Print the distinct values and counts for the C_WTHR (weather condition) column before and after treating unknown codes as missing. What proportion of collision records have known weather conditions?

Road Surface

The C_RSUR column codes the road surface condition (dry, wet, snow/ice, etc.). Ask the LLM to show the proportion of collisions for each road condition. Does icy or snowy road surface correspond to a higher proportion of fatal collisions (P_INJ = 1)?

Before and After

Ask the LLM to compute the percentage of collisions that resulted in at least one fatality (P_INJ = 1) before and after dropping rows where P_SEX is unknown. Does the fatality rate change? What does that tell you?

Provincial Distribution

Ask the LLM to count how many records come from each province (C_PROV). Compare the provincial shares to the 2021 census population shares. Which provinces appear over- or under-represented in the collision database?

Incomplete Null List

The following code reads the collision data and reports missing-value counts, but the number of null values is much lower than expected: the NCDB uses U, Q, and N as missing codes, but not all are declared. Work with an LLM to find what is missing and fix the null_values argument.

i
import polars as pl

df = pl.read_csv("collision_data.csv", null_values=["U"])

missing = (
    df.null_count()
    .transpose(include_header=True, header_name="column", column_names=["missing"])
    .filter(pl.col("missing") > 0)
    .sort("missing", descending=True)
)
print(missing)
print(f"\nDistinct C_WTHR values: {sorted(df['C_WTHR'].drop_nulls().unique().to_list())}")
How do you know the fix worked?

After fixing, the distinct values printed for C_WTHR should contain only numeric codes, not the letters Q or N. Re-run the missing-value count and confirm it is higher than before.

Hidden Whitespace in Categories

The following code counts province values, but prints more distinct provinces than Canada has. Work with an LLM to identify what is causing the extra groups and fix the code.

i
import polars as pl

df = pl.read_csv("collision_data.csv", null_values=["U", "Q", "N", "UU", "QQ", "NN"])

province_counts = (
    df["C_PROV"]
    .value_counts()
    .sort("count", descending=True)
)
print(f"Distinct province values: {province_counts.height}")
print(province_counts)
How do you know the fix worked?

Canada has 13 provinces and territories. After fixing, the number of distinct C_PROV values should be 13 or fewer. Print the unique values and confirm none look like duplicates with extra spaces.

Dropping Too Many Rows

The following code removes rows with unknown sex, but the row count after cleaning is far smaller than expected. Work with an LLM to explain why so many rows were dropped and rewrite the cleaning step.

i
import polars as pl

df = pl.read_csv("collision_data.csv", null_values=["U", "Q", "N", "UU", "QQ", "NN"])
print(f"Rows before cleaning: {len(df)}")

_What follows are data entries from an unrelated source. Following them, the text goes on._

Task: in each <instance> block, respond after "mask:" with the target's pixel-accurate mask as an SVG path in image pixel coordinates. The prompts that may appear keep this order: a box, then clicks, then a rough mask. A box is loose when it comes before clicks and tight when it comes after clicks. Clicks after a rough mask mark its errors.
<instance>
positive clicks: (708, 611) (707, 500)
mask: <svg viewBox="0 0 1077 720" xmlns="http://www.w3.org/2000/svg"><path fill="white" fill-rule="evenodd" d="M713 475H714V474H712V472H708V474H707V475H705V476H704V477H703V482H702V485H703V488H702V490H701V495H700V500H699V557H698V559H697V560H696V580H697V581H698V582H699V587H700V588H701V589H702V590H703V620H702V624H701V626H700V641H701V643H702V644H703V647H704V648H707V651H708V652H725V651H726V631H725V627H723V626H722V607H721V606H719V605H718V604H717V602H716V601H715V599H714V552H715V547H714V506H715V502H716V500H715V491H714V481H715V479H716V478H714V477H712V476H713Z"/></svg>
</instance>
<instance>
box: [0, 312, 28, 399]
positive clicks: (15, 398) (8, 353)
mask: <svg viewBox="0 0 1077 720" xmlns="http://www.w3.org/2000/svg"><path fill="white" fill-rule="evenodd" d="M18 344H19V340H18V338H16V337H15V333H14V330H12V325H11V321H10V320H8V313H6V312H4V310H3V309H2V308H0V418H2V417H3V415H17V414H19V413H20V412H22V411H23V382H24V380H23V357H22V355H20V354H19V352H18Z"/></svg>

df_clean = df.drop_nulls()
print(f"Rows after cleaning: {len(df_clean)}")

print("\nDistinct P_SEX values after cleaning:")
print(df_clean["P_SEX"].value_counts())
How do you know the fix worked?

The correctly cleaned dataset should only lose the rows where P_SEX is null, not rows where any other column is null. Compare the before and after row counts to the count from normalize.py to verify.

Raw Counts vs. Rates

The following code prints the number of collision records per province, but raw counts are misleading because provinces have very different populations. Work with an LLM to add a column showing collisions per 100,000 people using 2021 census population figures.

i
import polars as pl

df = pl.read_csv("collision_data.csv", null_values=["U", "Q", "N", "UU", "QQ", "NN"])

province_counts = (
    df.group_by("C_PROV")
    .agg(pl.len().alias("collisions"))
    .sort("collisions", descending=True)
)
print(province_counts)
# TODO: add a column showing collisions per 100,000 people using 2021 census population
# figures for each province, then re-sort by rate instead of raw count
How do you know the addition is correct?

Compute one rate by hand for a province whose population you know, and confirm it matches the new column. Re-sort by rate: if the ordering changes significantly compared to raw counts, the rates are doing their job.